Dental trauma is underestimated in dental education, and overestimated in the panic.
Dental trauma is no rarity. It happens to children on playgrounds, teenagers on bicycles, adults at the wrong moment. And yet it remains one of the most underexposed topics in dental training. Alexander is, to his knowledge, the only practitioner in Belgium to organise full-day continuing education courses on dental trauma for dentists, a gap in the field that he himself has been observing with disbelief for years.

Trauma: those who know what they are doing save what others give up on
The treatment of traumatic dental injuries is, in essence, not complex. No rocket science required. What does matter is that the right steps are taken in the right order, and that this happens quickly enough. A knocked-out tooth does not have hours. It has tens of minutes. (Please store a knocked-out tooth in a cup of milk as quickly as possible.) That is why we always aim to see trauma patients the same day, or at the very latest within that same week. Not because we are sitting around waiting with a coffee and a biscuit, but because every hour that passes reduces the chance of a good outcome. That is not an opinion. That is biology.

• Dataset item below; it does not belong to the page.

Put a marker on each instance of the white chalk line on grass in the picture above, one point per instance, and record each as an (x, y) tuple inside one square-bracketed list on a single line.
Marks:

The most common mistake? Placing a splint. Or more precisely: placing it incorrectly. In most cases, a well-placed splint is the single most important thing a dentist can do at that moment. And it is precisely there that Alexander encounters the most errors in patients who were previously treated elsewhere. Too rigid. Too long. On the wrong teeth. With the best of intentions, but the wrong result.

Trauma forgives little. But those who know what they are doing, and act quickly, can save what otherwise seemed lost.